Senior Judge John Cleland told jurors in the Jerry Sandusky trial that while some behavior — including oral sex between a man and a boy — is obviously a crime, other behavior is more ambiguous.
Showering with a boy, for example, is not necessarily a crime. That was part of Cleland’s message during instructions to the jury this morning.
“You may believe he exercised poor judgment. But poor judgment does not in and of itself amount to criminality,” Cleland told jurors this morning.
Jurors appeared to listen carefully as Cleland spoke for about 40 minutes, giving them instructions for how they should go about arriving at their decisions. Sandusky is facing 48 criminal counts for the alleged sexual abuse of boys.
That is three fewer than he had been facing as of Wednesday. Cleland dismissed two felony counts of involuntary deviate sexual intercourse and one count of aggravated indecent assault related to alleged victim No. 4 with prejudice, meaning prosecutors can’t refile the charges.
One of the involuntary deviate sexual intercourse counts was a duplicate, Cleland wrote in an order.
As for the other two charges, Cleland wrote that he dismissed them because no testimony was presented that showed evidence that Sandusky performed anal sex or digital penetration on alleged victim No. 4. Cleland said the man’s testimony was that Sandusky “attempted” that.
Cleland denied the prosecution’s request to file attempted involuntary deviate sexual intercourse charges.
Cleland also denied the defense’s request to dismiss counts related to alleged victim No. 8, an unidentified boy in a shower who a janitor testified Sandusky was performing oral sex on.
Cleland said jurors must decide whether Jerry Sandusky had criminal intent and sexual desire when he committed the alleged acts.

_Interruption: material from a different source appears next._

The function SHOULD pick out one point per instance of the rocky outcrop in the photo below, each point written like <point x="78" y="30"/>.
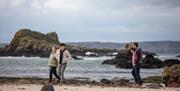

“The issue is not what the child felt. The issue is what the defendant intended,” Cleland said.
The defense will give its closing arguments after a short break. No one is allowed to enter or exit the courtroom while the closing arguments are under way.
After the prosecution gives its closing argument, the case will be handed to jurors. That is expected to happen at about noon to 1 p.m.
Cleland told jurors they can find Sandusky guilty on all counts, not guilty of the counts or guilty of some of them.
He gave them a broad overview of their duties, and reviewed what they need to consider when reaching their verdict on each of the charges.
The verdict, he said, must come from their own, conscientious decision.
“We all rely on your integrity and your good judgment,” he said.
Secondly, he said, the defendant is presumed innocent until proven guilty. The state does not have to eliminate all doubt, just reasonable doubt.
“We make few decisions in life that are free from all doubt,” Cleland said.